The Inktomi system suffers from all the same problems that most TP systems suffer from but the key difference is that they assume that it will have memory leaks and so they reboot component parts nightly or as needed. They assume there will be Uninitialized variables and unfound race conditions and rather than, slowly working them out of the system, they assume they are going to occur and design the system to be impervious to frequent failures of the constituent parts.

Many TP designers have been building systems for years that can survive hardware and software failures; I mentioned Tandem earlier. The change of approach is to use this technique of dealing with periodic system failure to deal with problems that we typically spend a fortune removing from our systems. It may seem almost irresponsible to release a TP system with a memory leak but, on the other hand, if the leak can be made invisible to the users of the system, it may be the right answer.
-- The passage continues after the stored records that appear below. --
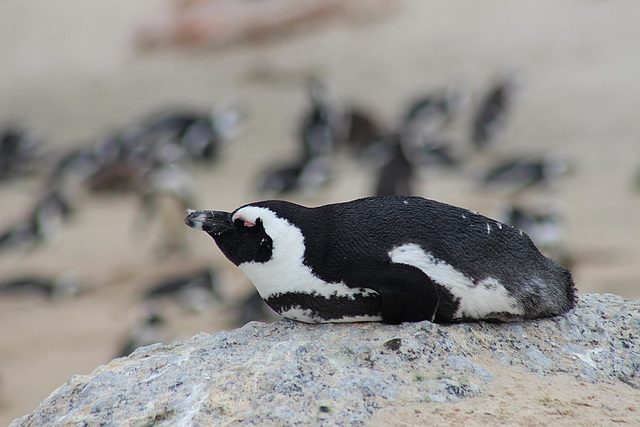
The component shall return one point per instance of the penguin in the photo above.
(527, 172)
(491, 115)
(546, 227)
(191, 290)
(306, 176)
(149, 330)
(429, 114)
(396, 176)
(392, 259)
(42, 225)
(202, 135)
(20, 152)
(253, 308)
(61, 287)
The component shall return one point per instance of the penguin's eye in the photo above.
(244, 222)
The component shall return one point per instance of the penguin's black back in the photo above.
(361, 233)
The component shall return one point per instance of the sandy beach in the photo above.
(73, 72)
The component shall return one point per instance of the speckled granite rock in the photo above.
(337, 374)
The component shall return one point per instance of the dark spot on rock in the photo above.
(393, 344)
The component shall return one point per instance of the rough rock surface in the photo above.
(291, 373)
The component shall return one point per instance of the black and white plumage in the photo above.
(149, 330)
(492, 112)
(392, 259)
(192, 290)
(63, 286)
(396, 176)
(20, 152)
(305, 176)
(42, 225)
(428, 115)
(526, 172)
(201, 135)
(545, 226)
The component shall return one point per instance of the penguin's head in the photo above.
(250, 234)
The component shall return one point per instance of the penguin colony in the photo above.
(393, 259)
(154, 158)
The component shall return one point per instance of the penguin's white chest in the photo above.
(285, 273)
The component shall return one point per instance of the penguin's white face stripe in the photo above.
(476, 300)
(285, 271)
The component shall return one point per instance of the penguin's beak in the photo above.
(209, 221)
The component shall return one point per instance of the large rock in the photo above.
(294, 373)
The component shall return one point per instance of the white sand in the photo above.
(69, 70)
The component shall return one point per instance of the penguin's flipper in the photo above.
(408, 295)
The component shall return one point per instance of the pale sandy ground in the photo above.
(68, 70)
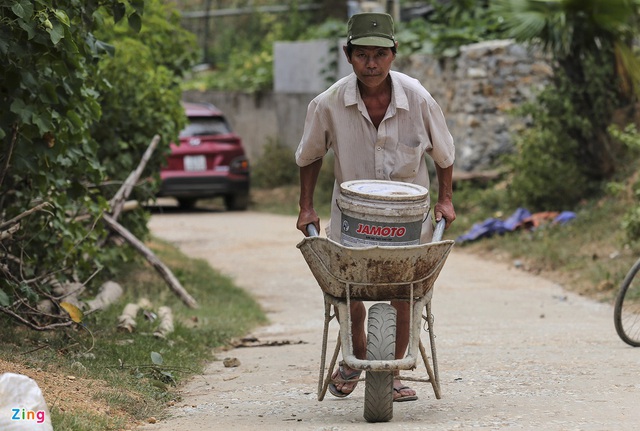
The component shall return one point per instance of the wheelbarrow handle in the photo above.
(311, 230)
(439, 230)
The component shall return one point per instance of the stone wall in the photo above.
(475, 90)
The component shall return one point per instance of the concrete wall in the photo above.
(475, 90)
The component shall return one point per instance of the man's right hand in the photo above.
(305, 218)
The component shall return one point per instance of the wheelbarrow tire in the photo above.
(381, 345)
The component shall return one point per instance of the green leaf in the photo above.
(23, 9)
(62, 17)
(19, 108)
(156, 358)
(29, 27)
(119, 11)
(56, 33)
(4, 299)
(75, 119)
(135, 22)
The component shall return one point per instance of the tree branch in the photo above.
(23, 215)
(116, 203)
(164, 271)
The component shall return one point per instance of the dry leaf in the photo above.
(74, 312)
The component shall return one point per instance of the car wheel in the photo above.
(186, 203)
(237, 202)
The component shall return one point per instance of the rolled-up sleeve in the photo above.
(442, 151)
(315, 140)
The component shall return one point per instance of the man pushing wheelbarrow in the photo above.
(379, 124)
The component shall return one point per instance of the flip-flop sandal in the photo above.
(355, 374)
(401, 398)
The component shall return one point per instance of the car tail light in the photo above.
(239, 165)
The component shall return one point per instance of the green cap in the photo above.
(371, 29)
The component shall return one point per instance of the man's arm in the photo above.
(308, 179)
(444, 207)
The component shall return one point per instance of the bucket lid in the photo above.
(384, 190)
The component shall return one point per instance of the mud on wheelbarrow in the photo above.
(379, 274)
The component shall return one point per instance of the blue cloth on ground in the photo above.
(492, 226)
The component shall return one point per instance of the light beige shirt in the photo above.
(413, 126)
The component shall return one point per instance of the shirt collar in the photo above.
(400, 100)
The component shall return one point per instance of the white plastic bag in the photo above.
(22, 406)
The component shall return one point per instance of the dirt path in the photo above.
(515, 351)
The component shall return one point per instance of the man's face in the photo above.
(371, 64)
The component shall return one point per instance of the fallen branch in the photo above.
(117, 202)
(5, 234)
(164, 271)
(165, 327)
(127, 320)
(19, 217)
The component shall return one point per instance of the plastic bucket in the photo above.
(376, 212)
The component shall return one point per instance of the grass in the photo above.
(125, 379)
(589, 255)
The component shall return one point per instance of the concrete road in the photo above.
(515, 351)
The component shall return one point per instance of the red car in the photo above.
(209, 162)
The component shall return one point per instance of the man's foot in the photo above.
(403, 393)
(339, 389)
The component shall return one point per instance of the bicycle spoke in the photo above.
(627, 309)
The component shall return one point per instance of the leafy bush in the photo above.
(71, 120)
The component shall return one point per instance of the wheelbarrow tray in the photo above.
(379, 273)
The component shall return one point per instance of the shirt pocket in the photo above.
(407, 160)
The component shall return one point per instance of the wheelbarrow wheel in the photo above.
(381, 345)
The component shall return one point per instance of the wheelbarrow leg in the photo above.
(323, 384)
(434, 378)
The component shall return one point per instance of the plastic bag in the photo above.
(22, 406)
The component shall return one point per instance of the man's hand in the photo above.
(305, 218)
(445, 210)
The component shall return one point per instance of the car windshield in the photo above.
(205, 126)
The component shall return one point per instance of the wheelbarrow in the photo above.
(378, 274)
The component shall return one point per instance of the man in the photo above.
(379, 124)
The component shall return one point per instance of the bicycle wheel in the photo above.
(626, 314)
(381, 345)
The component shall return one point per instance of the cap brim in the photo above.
(373, 41)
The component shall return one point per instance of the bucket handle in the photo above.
(439, 230)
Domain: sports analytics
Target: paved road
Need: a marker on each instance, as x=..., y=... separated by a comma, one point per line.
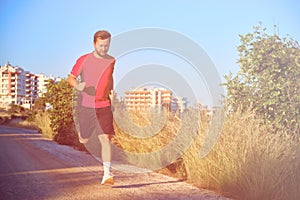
x=32, y=167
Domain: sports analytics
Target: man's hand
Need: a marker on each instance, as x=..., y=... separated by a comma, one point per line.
x=90, y=90
x=80, y=86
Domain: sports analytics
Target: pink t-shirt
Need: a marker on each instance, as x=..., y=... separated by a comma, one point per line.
x=95, y=72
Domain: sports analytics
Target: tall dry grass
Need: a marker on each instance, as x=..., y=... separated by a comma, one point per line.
x=249, y=161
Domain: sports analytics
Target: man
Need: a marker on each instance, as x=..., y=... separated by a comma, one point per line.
x=95, y=114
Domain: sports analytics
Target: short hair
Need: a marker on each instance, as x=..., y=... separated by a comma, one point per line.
x=102, y=34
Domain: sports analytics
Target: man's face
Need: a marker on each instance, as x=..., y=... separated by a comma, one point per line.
x=102, y=46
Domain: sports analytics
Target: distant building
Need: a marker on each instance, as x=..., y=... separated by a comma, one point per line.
x=20, y=87
x=146, y=98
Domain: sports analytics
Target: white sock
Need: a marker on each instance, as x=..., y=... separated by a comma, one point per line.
x=106, y=167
Clearly, the system still has to be functionally correct, but it turns out that we do an excellent job of testing for functional correctness. Where we frequently fail is in the removal of complex and unreproducible multi-user interactions and inter-feature dependencies. So, a system that can mask these failures can be substantially cheaper to produce, and can be evolved and adapted to meet changing customer requirements much more quickly.

My observation is rather than testing harder and longer in an effort to avoid software faults we should be designing systems that are available in the presence of these faults. In effect, we should build fault tolerance rather than attempting to avoid faults. With enough redundancy we can produce highly reliable systems out of very unreliable parts. Essentially, this is an argument that all TP systems, even small ones, should be built upon clusters of redundant parts. And, we should focus on functional testing to make sure that all single user transactions can be executed faithfully. But rather than stress testing and long beta cycles, we should recognize that these techniques don’t scale, and instead assume the parts will fail frequently and not fight it but instead focus on making sure that these frequent failures aren’t externally visible.